Parker Palmer in, The Courage to Teach, (1998 p.3), says that his book:
explores the teacher’s inner life, but it also raises a question that goes beyond the solitude of the teacher’s soul: How can the teacher’s selfhood become a legitimate topic in education and in our public dialogues on educational reform?
It turns out that this site is an attempt to answer Palmer’s question.
In a similar vein Sondra Perl (1994), (in Laidlaw, Mellett and Whitehead 2003) says:
Stories have mythic powers. To know this … is to know the shaping power of the tale. But how, I wonder, do we see beyond the boundaries of a familiar story and envision a new one? What, in other words, are the connections between texts we read and the lives we live, between composing our stories and composing ourselves?

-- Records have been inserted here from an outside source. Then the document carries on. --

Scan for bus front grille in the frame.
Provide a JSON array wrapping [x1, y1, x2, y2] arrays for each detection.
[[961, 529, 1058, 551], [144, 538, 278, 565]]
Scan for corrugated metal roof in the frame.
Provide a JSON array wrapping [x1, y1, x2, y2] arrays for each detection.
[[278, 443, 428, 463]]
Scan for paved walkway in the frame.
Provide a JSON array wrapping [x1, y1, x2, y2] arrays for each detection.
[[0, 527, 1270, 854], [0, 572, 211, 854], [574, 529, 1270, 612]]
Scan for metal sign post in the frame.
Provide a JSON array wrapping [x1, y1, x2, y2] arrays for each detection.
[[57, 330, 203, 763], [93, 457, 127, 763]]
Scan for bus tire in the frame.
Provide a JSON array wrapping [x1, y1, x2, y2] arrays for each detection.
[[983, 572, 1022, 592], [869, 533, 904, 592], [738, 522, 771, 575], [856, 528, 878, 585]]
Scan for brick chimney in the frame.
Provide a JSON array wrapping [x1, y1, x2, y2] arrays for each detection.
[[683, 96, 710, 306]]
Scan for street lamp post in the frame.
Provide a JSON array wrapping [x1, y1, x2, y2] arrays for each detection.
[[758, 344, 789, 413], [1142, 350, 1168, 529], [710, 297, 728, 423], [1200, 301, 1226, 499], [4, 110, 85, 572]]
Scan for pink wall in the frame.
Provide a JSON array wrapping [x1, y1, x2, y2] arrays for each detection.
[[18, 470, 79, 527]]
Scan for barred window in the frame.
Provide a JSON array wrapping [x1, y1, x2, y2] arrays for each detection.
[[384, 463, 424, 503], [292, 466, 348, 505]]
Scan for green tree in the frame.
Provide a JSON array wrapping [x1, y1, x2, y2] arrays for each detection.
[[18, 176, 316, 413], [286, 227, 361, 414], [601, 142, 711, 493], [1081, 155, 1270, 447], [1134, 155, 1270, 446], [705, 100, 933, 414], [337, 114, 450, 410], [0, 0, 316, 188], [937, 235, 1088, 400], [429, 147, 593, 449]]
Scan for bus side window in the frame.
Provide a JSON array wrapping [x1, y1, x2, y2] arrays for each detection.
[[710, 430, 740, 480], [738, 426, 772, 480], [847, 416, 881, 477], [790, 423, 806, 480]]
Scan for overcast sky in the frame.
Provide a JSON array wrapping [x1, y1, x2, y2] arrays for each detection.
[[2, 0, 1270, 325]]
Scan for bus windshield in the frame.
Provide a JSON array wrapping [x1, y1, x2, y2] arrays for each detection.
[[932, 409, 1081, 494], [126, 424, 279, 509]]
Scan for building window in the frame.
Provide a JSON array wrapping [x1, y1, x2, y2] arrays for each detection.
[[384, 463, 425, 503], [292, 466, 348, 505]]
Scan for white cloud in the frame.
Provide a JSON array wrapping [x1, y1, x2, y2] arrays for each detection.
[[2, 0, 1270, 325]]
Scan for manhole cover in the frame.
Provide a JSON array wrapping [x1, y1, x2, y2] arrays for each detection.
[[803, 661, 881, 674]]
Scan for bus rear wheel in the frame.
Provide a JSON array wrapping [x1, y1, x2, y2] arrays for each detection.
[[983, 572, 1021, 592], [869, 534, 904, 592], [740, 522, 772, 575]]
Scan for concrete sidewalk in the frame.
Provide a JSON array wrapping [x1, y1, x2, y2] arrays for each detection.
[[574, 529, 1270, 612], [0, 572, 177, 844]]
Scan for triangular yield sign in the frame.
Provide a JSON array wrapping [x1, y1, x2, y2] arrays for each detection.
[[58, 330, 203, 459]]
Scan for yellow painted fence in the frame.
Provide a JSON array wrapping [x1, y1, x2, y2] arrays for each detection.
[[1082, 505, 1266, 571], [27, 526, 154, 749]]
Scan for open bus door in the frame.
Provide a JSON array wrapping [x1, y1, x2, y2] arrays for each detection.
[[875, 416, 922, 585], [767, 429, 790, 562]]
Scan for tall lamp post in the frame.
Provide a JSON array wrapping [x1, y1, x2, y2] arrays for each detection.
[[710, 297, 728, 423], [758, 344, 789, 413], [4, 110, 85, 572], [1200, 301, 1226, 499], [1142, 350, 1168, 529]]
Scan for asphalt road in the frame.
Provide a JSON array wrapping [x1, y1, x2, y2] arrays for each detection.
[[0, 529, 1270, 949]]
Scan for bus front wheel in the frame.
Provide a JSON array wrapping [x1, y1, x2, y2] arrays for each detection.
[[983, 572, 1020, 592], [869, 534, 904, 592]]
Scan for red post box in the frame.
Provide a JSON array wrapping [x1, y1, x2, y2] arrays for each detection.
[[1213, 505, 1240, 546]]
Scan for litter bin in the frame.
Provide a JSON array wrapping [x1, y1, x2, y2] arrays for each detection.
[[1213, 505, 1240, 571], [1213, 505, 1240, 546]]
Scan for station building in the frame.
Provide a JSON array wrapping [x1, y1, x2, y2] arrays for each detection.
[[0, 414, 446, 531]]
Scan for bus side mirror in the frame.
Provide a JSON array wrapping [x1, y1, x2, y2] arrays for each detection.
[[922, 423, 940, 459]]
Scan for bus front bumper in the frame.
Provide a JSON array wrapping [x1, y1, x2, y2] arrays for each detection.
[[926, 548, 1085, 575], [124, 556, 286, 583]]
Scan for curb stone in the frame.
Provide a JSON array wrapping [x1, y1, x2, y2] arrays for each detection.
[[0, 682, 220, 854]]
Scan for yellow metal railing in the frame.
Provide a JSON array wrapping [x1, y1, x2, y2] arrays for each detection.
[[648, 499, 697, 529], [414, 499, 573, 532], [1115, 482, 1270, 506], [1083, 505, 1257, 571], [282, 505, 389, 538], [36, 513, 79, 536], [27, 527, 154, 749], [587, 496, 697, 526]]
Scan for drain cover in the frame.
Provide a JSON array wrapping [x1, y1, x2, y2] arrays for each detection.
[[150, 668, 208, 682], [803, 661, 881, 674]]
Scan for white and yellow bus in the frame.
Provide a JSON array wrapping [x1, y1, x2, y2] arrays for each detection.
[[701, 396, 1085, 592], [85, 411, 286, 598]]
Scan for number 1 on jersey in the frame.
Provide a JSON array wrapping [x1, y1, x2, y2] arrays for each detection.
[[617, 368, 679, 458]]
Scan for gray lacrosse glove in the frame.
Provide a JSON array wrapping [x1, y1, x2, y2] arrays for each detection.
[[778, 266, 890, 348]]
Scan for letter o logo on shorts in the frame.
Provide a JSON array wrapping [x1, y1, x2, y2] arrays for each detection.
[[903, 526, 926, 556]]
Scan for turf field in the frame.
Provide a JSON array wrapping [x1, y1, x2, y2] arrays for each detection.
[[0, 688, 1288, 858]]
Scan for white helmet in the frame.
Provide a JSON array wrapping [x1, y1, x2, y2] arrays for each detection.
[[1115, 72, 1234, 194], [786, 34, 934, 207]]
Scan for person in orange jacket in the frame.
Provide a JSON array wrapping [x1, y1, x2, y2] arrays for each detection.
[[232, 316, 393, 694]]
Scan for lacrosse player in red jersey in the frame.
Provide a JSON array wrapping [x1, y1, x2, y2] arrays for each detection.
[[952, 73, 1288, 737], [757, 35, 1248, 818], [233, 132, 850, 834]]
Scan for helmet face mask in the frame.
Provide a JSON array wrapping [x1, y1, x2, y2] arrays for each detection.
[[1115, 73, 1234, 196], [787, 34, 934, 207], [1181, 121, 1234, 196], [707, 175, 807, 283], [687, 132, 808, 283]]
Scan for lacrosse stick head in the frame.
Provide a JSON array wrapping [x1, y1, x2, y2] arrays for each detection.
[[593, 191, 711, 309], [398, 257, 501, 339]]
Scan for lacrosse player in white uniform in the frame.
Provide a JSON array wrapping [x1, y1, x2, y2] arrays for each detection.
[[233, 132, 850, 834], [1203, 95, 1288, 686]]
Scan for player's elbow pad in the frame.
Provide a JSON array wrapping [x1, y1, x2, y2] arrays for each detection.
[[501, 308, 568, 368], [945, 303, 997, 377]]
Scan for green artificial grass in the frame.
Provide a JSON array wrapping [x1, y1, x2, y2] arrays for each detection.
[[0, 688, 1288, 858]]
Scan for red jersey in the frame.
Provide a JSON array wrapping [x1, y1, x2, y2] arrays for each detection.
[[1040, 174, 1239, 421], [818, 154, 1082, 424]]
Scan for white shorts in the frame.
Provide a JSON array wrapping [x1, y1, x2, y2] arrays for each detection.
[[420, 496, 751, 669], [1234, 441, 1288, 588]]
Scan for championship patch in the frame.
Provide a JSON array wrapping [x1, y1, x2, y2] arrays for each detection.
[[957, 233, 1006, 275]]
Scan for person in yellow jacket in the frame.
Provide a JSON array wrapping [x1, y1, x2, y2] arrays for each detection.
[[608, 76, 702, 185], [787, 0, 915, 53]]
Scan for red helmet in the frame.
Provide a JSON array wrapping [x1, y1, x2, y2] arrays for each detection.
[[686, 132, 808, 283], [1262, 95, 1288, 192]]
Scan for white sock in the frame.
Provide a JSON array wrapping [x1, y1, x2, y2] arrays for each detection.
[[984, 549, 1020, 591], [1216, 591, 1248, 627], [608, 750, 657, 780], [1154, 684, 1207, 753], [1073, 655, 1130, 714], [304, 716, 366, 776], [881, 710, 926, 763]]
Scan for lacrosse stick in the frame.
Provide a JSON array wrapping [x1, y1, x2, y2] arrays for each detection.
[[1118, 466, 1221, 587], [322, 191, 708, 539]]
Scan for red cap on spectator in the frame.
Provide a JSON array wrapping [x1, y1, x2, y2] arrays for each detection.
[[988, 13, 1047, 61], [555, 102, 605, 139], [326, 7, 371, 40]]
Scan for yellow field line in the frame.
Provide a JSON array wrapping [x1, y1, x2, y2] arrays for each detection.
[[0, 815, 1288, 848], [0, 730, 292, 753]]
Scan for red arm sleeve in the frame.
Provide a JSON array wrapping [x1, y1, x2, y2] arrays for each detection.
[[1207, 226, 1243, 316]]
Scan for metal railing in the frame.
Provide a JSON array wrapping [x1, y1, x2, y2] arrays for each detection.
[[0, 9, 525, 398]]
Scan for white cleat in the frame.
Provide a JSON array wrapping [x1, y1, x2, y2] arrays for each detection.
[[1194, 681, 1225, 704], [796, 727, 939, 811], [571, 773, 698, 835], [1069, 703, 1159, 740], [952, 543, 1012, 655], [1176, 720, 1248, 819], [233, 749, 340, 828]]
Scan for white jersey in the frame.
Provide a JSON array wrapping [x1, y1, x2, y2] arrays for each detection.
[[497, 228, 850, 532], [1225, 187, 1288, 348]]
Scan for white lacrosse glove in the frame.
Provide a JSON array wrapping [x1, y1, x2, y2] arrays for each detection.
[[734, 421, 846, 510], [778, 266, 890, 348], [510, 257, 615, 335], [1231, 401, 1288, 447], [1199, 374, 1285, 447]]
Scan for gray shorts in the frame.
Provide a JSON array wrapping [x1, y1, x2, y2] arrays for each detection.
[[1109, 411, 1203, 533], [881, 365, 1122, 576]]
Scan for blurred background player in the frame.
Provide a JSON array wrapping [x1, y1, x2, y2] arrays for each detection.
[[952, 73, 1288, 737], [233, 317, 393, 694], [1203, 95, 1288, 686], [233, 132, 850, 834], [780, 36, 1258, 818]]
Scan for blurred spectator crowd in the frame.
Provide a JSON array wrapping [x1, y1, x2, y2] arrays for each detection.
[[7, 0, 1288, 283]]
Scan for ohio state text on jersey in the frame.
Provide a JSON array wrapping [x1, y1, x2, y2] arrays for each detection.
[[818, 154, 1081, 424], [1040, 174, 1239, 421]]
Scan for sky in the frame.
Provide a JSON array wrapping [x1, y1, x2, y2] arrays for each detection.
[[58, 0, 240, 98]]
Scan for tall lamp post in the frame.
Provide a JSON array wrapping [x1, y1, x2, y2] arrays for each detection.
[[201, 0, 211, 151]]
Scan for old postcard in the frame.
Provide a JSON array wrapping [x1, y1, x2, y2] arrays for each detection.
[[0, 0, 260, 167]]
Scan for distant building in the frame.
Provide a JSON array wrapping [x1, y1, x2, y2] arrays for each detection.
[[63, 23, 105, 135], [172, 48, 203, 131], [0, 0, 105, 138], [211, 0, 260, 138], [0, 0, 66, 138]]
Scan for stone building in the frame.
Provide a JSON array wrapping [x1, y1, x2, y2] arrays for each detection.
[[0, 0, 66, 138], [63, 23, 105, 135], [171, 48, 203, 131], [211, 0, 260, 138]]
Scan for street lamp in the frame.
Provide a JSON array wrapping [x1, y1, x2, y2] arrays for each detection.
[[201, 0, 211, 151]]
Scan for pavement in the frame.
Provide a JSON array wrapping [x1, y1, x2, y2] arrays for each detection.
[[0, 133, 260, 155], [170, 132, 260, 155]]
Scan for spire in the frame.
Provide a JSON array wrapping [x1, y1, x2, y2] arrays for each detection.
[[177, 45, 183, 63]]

Stories are one answer to the question; ‘What is it that makes of the parts a whole?’. Story-making of our experience is in-built. Conversely we tend to read the world according to the stories to which we subscribe, or that we ourselves have created. A religious world-view would be an example of the former. Concerning personal stories and how we construe the world see the psychology, and methodology, of George Kelly HERE
I am seeking on this site, and have sought in my thesis, to see beyond the familiar stories of my life, and of education as it is has been, and, through ‘a re-composing’ of my life via autobiography, my teaching and dialogues, I have sought to envision a new story for education. This is what is meant by ‘applied autoethnography’.